Thanksgiving Morning

Samain                                                                  Moving Moon

A holiday morning. This one with no pans clanking, oven sending out aromas. Not even the Macy’s parade. I never did connect our HD Comcast service. The HD delivers the basic cable channels we pay for to keep down the cost of the broadband. No Rosebowl later in the day either.

Dining this afternoon at the Capital Grille. Our last Thanksgiving here and we’re sharing it with Anne, Kate’s sister. A cold day, appropriate for the final major holiday of our Minnesota lives.
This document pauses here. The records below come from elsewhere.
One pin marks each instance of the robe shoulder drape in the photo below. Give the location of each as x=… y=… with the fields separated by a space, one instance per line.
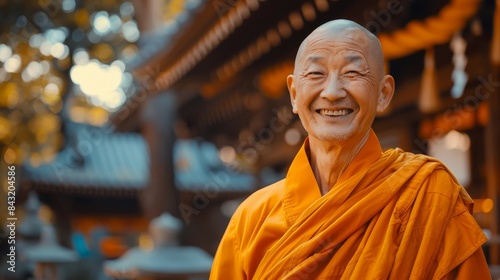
x=391 y=215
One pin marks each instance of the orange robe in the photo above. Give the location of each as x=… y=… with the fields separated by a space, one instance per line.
x=391 y=215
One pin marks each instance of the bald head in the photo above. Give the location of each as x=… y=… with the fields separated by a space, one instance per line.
x=343 y=30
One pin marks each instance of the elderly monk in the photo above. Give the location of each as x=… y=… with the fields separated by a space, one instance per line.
x=347 y=210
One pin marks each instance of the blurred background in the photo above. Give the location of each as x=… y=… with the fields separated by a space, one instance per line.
x=113 y=112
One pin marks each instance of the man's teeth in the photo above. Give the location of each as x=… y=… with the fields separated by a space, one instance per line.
x=335 y=113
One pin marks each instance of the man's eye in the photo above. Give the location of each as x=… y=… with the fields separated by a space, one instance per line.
x=352 y=73
x=314 y=74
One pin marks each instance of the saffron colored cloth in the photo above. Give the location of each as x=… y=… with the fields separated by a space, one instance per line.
x=391 y=215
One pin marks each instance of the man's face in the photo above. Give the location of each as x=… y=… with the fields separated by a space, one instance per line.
x=335 y=86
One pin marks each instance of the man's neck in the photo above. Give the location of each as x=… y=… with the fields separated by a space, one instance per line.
x=330 y=160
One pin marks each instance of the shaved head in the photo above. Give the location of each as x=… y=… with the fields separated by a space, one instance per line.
x=344 y=30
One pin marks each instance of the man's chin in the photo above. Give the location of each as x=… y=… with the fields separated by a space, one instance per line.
x=333 y=137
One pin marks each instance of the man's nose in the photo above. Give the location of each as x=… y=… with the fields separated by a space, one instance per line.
x=334 y=88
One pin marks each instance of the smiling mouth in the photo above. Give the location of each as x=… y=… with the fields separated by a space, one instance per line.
x=335 y=113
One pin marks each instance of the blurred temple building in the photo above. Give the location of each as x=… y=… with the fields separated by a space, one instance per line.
x=115 y=112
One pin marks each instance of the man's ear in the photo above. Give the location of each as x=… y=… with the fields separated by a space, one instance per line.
x=290 y=81
x=386 y=92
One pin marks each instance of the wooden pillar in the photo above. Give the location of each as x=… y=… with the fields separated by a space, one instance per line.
x=158 y=116
x=492 y=135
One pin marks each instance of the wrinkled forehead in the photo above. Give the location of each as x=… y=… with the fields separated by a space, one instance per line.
x=351 y=38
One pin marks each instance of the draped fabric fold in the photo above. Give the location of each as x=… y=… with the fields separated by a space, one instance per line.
x=394 y=215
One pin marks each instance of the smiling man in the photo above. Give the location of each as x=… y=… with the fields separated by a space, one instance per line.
x=347 y=210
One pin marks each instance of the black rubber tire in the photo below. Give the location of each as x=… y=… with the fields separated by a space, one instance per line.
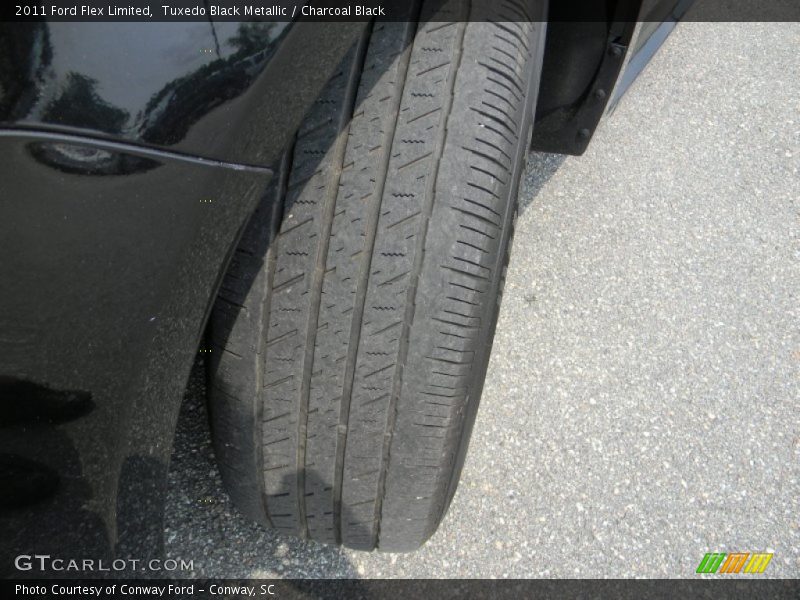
x=352 y=332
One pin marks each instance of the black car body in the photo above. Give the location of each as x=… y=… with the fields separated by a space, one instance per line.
x=132 y=157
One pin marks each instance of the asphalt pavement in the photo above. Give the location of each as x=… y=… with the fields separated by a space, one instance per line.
x=642 y=405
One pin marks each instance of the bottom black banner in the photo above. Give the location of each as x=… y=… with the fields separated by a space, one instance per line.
x=439 y=589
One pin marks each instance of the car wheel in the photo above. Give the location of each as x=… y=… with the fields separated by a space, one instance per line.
x=352 y=332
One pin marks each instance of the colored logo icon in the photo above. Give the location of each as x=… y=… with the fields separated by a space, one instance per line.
x=737 y=562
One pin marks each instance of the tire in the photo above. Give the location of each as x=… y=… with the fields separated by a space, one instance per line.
x=352 y=332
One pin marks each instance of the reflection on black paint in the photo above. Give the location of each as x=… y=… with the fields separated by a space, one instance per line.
x=24 y=48
x=79 y=105
x=26 y=405
x=170 y=113
x=89 y=160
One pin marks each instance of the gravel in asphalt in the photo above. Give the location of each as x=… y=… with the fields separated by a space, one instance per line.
x=641 y=406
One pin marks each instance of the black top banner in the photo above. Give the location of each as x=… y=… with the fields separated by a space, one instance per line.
x=390 y=10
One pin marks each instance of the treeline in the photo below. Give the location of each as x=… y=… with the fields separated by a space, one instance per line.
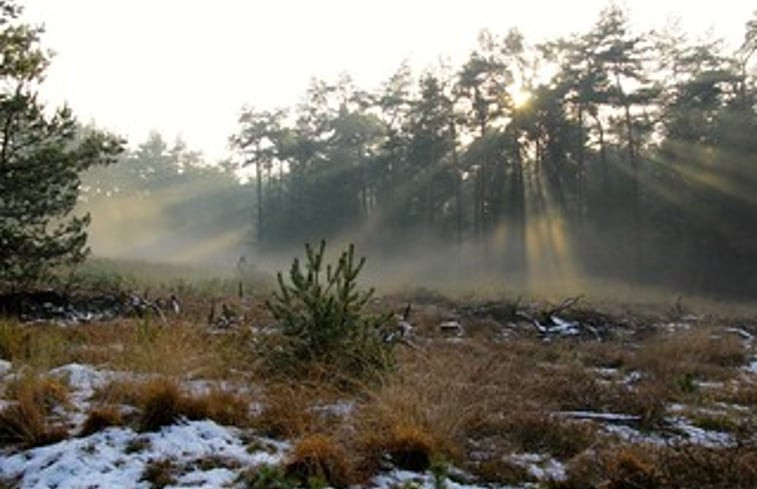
x=166 y=202
x=626 y=154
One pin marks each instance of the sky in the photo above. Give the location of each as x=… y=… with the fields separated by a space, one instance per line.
x=187 y=67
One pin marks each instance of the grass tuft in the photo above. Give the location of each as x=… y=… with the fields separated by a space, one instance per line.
x=319 y=459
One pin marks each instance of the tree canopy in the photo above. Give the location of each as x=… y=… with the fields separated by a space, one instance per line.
x=42 y=153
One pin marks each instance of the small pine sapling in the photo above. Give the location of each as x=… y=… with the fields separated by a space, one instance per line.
x=323 y=319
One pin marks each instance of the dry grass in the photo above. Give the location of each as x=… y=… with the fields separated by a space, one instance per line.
x=290 y=409
x=25 y=421
x=319 y=459
x=41 y=347
x=100 y=418
x=162 y=401
x=665 y=467
x=161 y=404
x=700 y=353
x=160 y=473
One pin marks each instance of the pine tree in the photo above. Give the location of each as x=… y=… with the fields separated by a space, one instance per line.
x=41 y=157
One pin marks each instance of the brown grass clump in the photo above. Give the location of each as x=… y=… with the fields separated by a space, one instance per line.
x=320 y=459
x=699 y=353
x=160 y=473
x=539 y=432
x=408 y=447
x=629 y=471
x=162 y=401
x=161 y=404
x=709 y=468
x=25 y=422
x=290 y=409
x=220 y=406
x=665 y=467
x=46 y=392
x=100 y=418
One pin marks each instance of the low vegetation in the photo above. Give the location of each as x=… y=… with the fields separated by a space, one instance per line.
x=614 y=407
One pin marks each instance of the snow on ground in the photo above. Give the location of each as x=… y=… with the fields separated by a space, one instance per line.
x=204 y=454
x=118 y=457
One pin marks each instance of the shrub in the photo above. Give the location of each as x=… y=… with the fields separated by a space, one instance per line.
x=161 y=405
x=318 y=459
x=323 y=319
x=160 y=473
x=101 y=417
x=25 y=422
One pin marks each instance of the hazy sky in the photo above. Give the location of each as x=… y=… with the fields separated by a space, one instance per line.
x=186 y=67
Holiseason hits its full stride with Thanksgiving. After this the holidays keep coming, up to and through Epiphany on January 6th. So many of them focus on getting.  The twin oxen of capitalism and marketing, goaded as they pull the treasure carts of mercantilism, strain to drag us off center in our lives. That’s why Thanksgiving and its focus on gratitude is so important for us right now.
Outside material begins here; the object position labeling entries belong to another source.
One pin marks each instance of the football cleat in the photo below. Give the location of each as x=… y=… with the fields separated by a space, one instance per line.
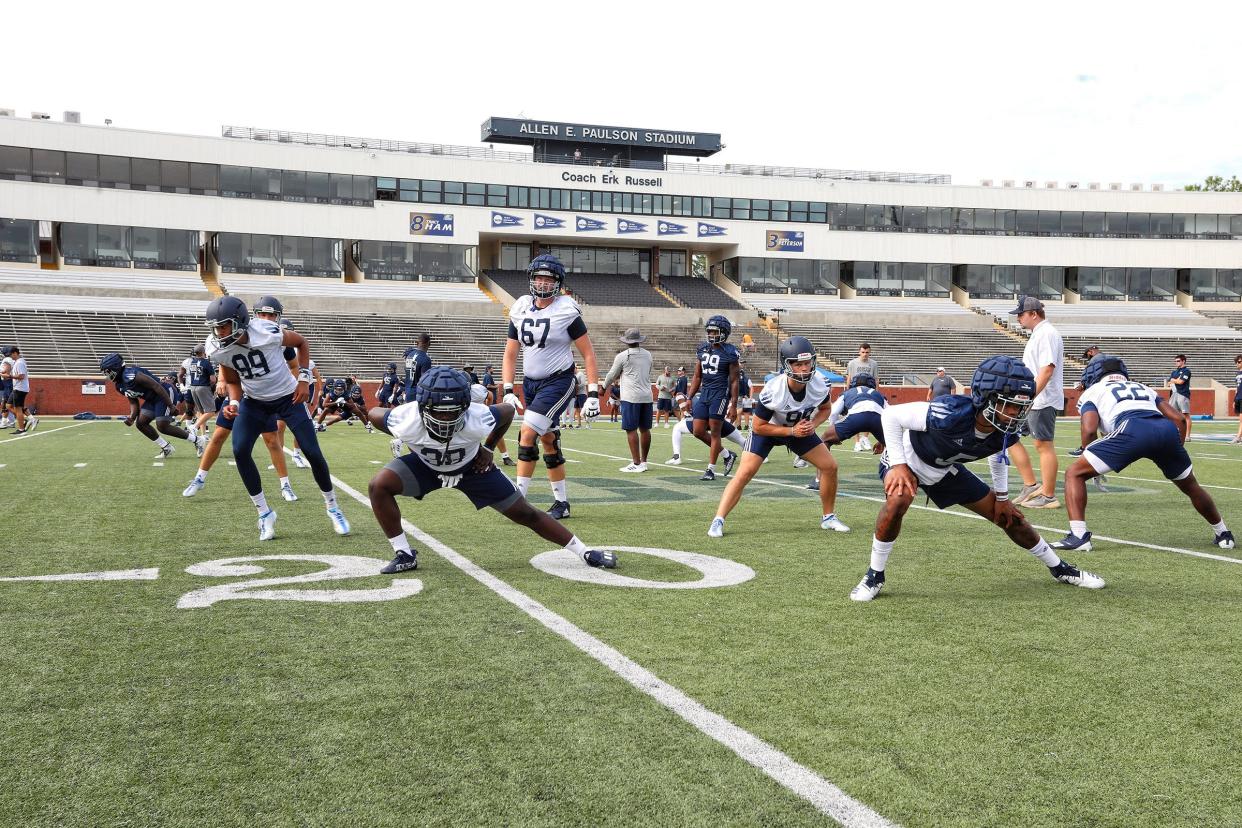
x=868 y=587
x=267 y=525
x=600 y=559
x=1067 y=572
x=339 y=524
x=1073 y=541
x=834 y=523
x=403 y=562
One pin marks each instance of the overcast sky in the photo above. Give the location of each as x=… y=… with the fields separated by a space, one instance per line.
x=1132 y=92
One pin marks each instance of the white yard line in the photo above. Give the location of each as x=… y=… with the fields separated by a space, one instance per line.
x=797 y=778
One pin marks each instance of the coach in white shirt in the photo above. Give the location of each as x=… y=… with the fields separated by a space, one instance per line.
x=1045 y=356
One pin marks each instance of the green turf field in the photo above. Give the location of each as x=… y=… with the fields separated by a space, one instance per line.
x=974 y=692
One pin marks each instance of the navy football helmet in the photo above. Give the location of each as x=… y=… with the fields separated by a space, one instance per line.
x=797 y=349
x=224 y=310
x=718 y=329
x=1001 y=381
x=444 y=395
x=1103 y=365
x=268 y=304
x=112 y=365
x=545 y=265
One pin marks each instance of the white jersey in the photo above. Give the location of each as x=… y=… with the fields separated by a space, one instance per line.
x=260 y=361
x=405 y=423
x=1115 y=399
x=547 y=334
x=786 y=410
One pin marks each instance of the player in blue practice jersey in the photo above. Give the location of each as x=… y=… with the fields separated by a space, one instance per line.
x=927 y=443
x=545 y=325
x=790 y=407
x=451 y=441
x=149 y=402
x=716 y=380
x=1138 y=425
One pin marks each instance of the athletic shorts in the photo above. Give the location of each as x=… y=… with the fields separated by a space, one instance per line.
x=491 y=488
x=547 y=400
x=635 y=416
x=1154 y=438
x=959 y=487
x=800 y=446
x=1042 y=423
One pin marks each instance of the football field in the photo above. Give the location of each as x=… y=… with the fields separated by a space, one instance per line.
x=194 y=677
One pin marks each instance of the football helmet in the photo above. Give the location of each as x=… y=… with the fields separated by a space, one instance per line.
x=1103 y=365
x=545 y=265
x=112 y=365
x=797 y=349
x=222 y=312
x=1002 y=381
x=444 y=395
x=718 y=329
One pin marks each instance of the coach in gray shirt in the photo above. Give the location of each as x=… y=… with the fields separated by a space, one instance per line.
x=634 y=366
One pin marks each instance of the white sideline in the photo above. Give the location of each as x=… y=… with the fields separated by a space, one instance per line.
x=797 y=778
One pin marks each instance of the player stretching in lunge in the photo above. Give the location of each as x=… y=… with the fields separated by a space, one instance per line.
x=251 y=358
x=451 y=441
x=790 y=407
x=1138 y=423
x=544 y=325
x=716 y=374
x=149 y=402
x=925 y=443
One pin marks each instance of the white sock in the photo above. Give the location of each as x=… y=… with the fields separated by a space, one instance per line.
x=1045 y=554
x=879 y=553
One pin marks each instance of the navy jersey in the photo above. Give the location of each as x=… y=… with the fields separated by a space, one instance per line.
x=950 y=435
x=714 y=361
x=416 y=364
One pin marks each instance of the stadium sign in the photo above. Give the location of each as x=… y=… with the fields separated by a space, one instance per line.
x=431 y=224
x=786 y=241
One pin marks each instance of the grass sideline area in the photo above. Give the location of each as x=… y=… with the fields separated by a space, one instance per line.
x=975 y=690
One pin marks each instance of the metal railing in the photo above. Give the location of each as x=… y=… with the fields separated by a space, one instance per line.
x=450 y=150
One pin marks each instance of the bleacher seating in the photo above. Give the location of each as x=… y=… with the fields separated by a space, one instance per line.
x=250 y=287
x=591 y=288
x=698 y=293
x=122 y=282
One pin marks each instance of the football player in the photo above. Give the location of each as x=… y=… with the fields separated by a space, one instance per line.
x=451 y=440
x=545 y=325
x=716 y=375
x=251 y=358
x=790 y=407
x=927 y=443
x=1138 y=425
x=149 y=402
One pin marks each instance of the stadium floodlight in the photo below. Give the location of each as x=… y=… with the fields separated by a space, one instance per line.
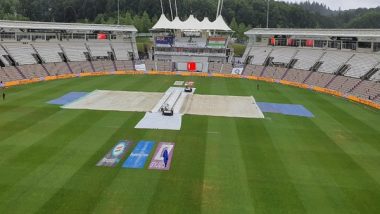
x=171 y=10
x=162 y=7
x=268 y=14
x=176 y=9
x=221 y=7
x=217 y=9
x=118 y=12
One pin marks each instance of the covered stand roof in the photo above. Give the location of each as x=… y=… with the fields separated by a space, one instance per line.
x=191 y=23
x=316 y=32
x=65 y=26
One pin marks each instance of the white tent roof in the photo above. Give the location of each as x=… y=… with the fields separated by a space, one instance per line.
x=65 y=26
x=191 y=23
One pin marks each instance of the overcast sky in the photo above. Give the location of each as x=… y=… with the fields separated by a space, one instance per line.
x=344 y=4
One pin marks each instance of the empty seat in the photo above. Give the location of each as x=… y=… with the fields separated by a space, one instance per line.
x=319 y=79
x=21 y=53
x=75 y=51
x=99 y=49
x=361 y=64
x=307 y=58
x=49 y=51
x=283 y=55
x=259 y=55
x=332 y=60
x=122 y=50
x=296 y=75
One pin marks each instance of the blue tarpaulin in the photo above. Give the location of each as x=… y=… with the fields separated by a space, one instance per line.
x=286 y=109
x=68 y=98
But. Black Friday. Bleeding into Thanksgiving evening. Bah. Humbug. Marley’s ghost drags his chains around in delight.

As the lights go up, the songs come on the radio, I love the focus on illumination. Enlightenment, you might say, is the reason for the season.

And yet. I find myself, to quote Robert Frost, “one acquainted with the night.” This is the season of darkness, the approach to the longest night of the year. The dark is fertile, a place of creativity and the nurturing of life before it emerges into the day. Here in Andover and also on Black Mountain Drive the night brings with it silence, a quiet similar to holiday mornings, like the one around me now. I love the blackness and the light. Blessed be.